In [1]:
import json
from pathlib import Path
from operator import itemgetter

## Read all data files

https://stackoverflow.com/questions/39909655/listing-of-all-files-in-directory

----------------------------------------
#### Stats given by dataset

number of playlists 1000000 <br>
number of tracks 66346428 <br>
number of unique tracks 2262292 <br>
number of unique albums 734684 <br>
number of unique artists 295860 <br>
number of unique titles 92944 <br>
number of playlists with descriptions 18760 <br>
number of unique normalized titles 17381 <br>
avg playlist length 66.346428


In [2]:
data_folder = Path("../data/data/").glob('**/*')
files = [x for x in data_folder if x.is_file()]

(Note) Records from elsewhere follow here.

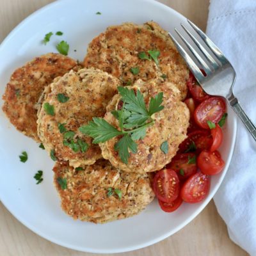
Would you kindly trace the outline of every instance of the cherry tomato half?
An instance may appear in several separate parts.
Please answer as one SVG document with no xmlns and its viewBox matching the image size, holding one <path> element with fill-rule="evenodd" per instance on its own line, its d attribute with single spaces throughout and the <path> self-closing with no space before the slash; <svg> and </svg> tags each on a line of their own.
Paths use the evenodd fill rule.
<svg viewBox="0 0 256 256">
<path fill-rule="evenodd" d="M 180 196 L 187 203 L 197 203 L 205 198 L 209 189 L 209 177 L 198 172 L 185 182 L 181 188 Z"/>
<path fill-rule="evenodd" d="M 166 203 L 165 202 L 158 200 L 161 209 L 166 212 L 174 212 L 174 211 L 177 210 L 180 206 L 182 202 L 182 199 L 181 199 L 180 196 L 171 203 Z"/>
<path fill-rule="evenodd" d="M 218 124 L 216 124 L 215 128 L 213 128 L 211 130 L 211 134 L 212 134 L 213 141 L 212 147 L 211 147 L 210 151 L 214 152 L 221 145 L 223 138 L 223 134 L 222 132 L 221 128 Z"/>
<path fill-rule="evenodd" d="M 195 153 L 177 154 L 166 166 L 173 170 L 180 180 L 196 172 L 196 160 Z"/>
<path fill-rule="evenodd" d="M 210 97 L 210 95 L 204 91 L 191 72 L 189 72 L 189 77 L 188 80 L 188 86 L 192 97 L 196 100 L 201 102 Z"/>
<path fill-rule="evenodd" d="M 219 97 L 212 97 L 198 106 L 194 113 L 195 120 L 200 127 L 209 129 L 207 122 L 218 123 L 225 110 L 224 100 Z"/>
<path fill-rule="evenodd" d="M 179 180 L 175 172 L 163 169 L 153 179 L 153 190 L 158 199 L 166 203 L 175 200 L 180 191 Z"/>
<path fill-rule="evenodd" d="M 207 130 L 196 130 L 188 134 L 188 138 L 180 145 L 179 153 L 195 151 L 199 154 L 204 149 L 209 149 L 212 138 Z"/>
<path fill-rule="evenodd" d="M 223 170 L 225 162 L 218 151 L 203 150 L 198 156 L 197 164 L 203 173 L 214 175 Z"/>
</svg>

artists_folder = Path("../data/artists").glob('**/*')
artists_files = [x for x in artists_folder if x.is_file()]

## Get all unique tracks and their frequency


### Read and grab all the data from the files
The data is seperated into batches

In [3]:
#Takes multiple json files and keeps a tally of each track's frequency
#@Param batchOfFiles - list containing Path to each file
#@Returns listOfTracks - a dictionary in which keys are (track_name, artist_name) and values are the track's frequency
#@Returns totalTracks - the total amount of tracks in the listOfTracks
def readBatch(batchOfFiles):
    
    listOfTracks = dict()
    totalTracks = 0
    
    #Get all tracks from the batchOfFiles
    for file in batchOfFiles:
        with open(file) as f:
            data = json.load(f)
            for playlist in data['playlists']:
                totalTracks += playlist['num_tracks']
                simplifyList(listOfTracks, playlist['tracks'])
    return listOfTracks, totalTracks

In [4]:
#Takes a list of tracks and counts the frequency of each song in the list
#@Param listOfTracks - a dictionary of track frequencies {('track_name','artist_name': frequency, (..):. ,...}.
#@Param playlist - a list of tracks to read from
def simplifyList(listOfTracks, playlist):
    #Will store data as (track, artist): frequency
    for track in playlist:
        key = (track['track_name'], track['artist_name'])
        if key not in listOfTracks:
            listOfTracks[key] = 1
        else:
            listOfTracks[key] = listOfTracks[key] + 1

In [5]:
%%time

#Code for reading the files in batches
#Reads the files in batches
#Grabs all tracks from the files and then sorts by track_name and artist_name for easier simplifying
#Simplifying is just getting the frequency of each track

##Takes 10-25 minutes :(
#I didnt play around with batch amounts
#Maybe use threads for each batch

'''
threading sounds like a good idea
right now it should take under 10 min, depends on environment of course
'''

numOfBatches = 10
totalFiles = 1000
x = round(totalFiles / numOfBatches)

#Stores the batches of tracks as a list of list
#[[batch_1][batch_2]....[batch_X]]
batchesOfTracks = [] 
totalTracks = 0

for batch in range(numOfBatches):
    startFile = (batch * x)
    endFile = ((batch + 1) * x)
    
    tracksInBatch, amtOfTracks = readBatch(files[startFile:endFile])
    print("Finished Reading files:",startFile,'-',endFile - 1, " | Tracks Added:", amtOfTracks)
    
    totalTracks = totalTracks + amtOfTracks
    
    batchesOfTracks.append(tracksInBatch)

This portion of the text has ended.